映画情報どっとこむ ralph 無事に公開を迎え、じわじわと絶賛の声が広がる中、公開を記念してラトビアにいるギンツ・ジルバロディス監督(以下、監督)と新宿武蔵野館をつなぎ、リモート舞台挨拶を開催。舞台挨拶では「おしえてギンツ!」なるQ&Aコーナーを実施し、事前に公式SNSで集めた質問を交えて、様々な質問が飛び交った。監督は、「日本の観客の皆さんに観てもらえて、とても嬉しいです。」と日本の観客を前にし、自身の作品に影響を与えたと明かしている日本の地で公開になったことを改めて喜んでいる様子だった。

自身のルーツについて語る中で、幼少期にテレビで放送していたジブリ作品が強いインパクトをもたらしたと告白。「ほかのアニメーション作品は先が読めてしまい、作品に入り込むことができずに終わってしまうこともありました。その点、ジブリ作品には先の読めない面白さがありました。自然や人間のコミュニケーションの表現などの文化的な描写が興味深いアイデアだと感じています。」と、ジブリ作品への特別な思いを語った。そして、「ジブリ作品で一番好きな作品は?」と聞かれると悩みながらも、「一つに絞るのは難しいですが、『もののけ姫』がとても好きです。」と明かしてくれた。また、監督が“ラトビアの新海誠監督”と称されている点に触れると、「新海監督の作品はたくさん見ました。彼の作品はとても好きです。作品の出来・キャラクター造形・色彩が素晴らしいですし、何より動きがとても速くて、とてもワクワクさせられます。」と、にこやかに語り、「“ヨーロッパの新海誠監督”と呼ばれることについては、監督のことを尊敬しているので非常にうれしく、そして謙虚な気持ちになります。『ほしのこえ』を一人で作り上げ、今では大きな作品を作り上げる新海監督のように、自分もそのようになりたいと憧れもあります。」と、新海監督に対するリスペクトを述べた。

一人で作品を作り上げたことのデメリットについて問われると、一人ですべてを行わないといけないので負担が大きかったと明かす一方、そのデメリットがメリットにもなったという。「自分だけで制作しているので、作品を完全なオリジナリティで自由に作れました。たくさんの制約があったからこそ、技術面や表現を工夫したことで結果的に良い作品を生み出せたと自負しています。」と自信をみせた。その工夫した点の一つとして、制作過程でiPhoneを使用したことを明かし、「揺れているようなカメラワークを生み出すために、iPhoneで撮影した手振れのようなテクスチャーを3DCGで撮影した映像と組み合わせました。3DCGの撮影では完璧できれいな映像になってしまうので、わざと完璧なものを崩しています。また、音楽の作曲もiPhoneのアプリで行いました。」と現代ならではの制作秘話も。そして、ドキュメンタリー的な作風だと評されていることに関して、「この作品は、“未完成”なものにしたかった。そのようなところが、ドキュメンタリーっぽいのだと思います。アニメーションでは、撮影後でも修正できるのが良いポイントだと思っています。撮影方法やキャラクターの位置など作った後で修正し、いろいろ失敗や試行錯誤を重ねながら、自然発生的に制作していきました。」と独特な制作過程についても語った。

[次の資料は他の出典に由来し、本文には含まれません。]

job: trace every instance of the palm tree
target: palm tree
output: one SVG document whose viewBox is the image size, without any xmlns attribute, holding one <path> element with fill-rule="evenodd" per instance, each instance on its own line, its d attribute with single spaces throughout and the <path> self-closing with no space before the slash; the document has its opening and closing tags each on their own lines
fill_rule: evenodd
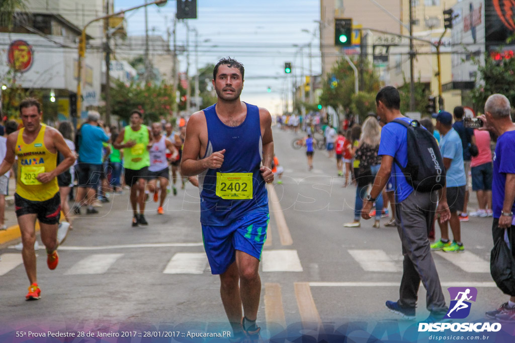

また、登場する飛べない小鳥やネコなどの動物について、「小鳥は群れからはぐれてしまい、元居た場所を探しています。それは、少年にも言えることで、どちらも“孤独”なのです。トリやネコの群れについては対照的で、トリはそれぞれ個性があるのですがネコは無個性。繋がりすぎているから、個性が欠けているんです。」と、それぞれメタファーを込めていると語り、「そのようなメタファーを通して、この作品では“孤独と社会”、“居場所を探す”ということを描いています。」と作品に込められたテーマも明かしてくれた。

最後には、「作品をご覧いただき、ありがとうございます。来日して、この瞬間を皆さんと過ごせなかったこと、とても残念に思います。一人で、ノートパソコンで作った作品が、日本の多数の劇場で見られていることがいまだに信じられないですが、皆さんに届けることができたこと嬉しく思っています。」と、日本の観客へ感謝を伝えた。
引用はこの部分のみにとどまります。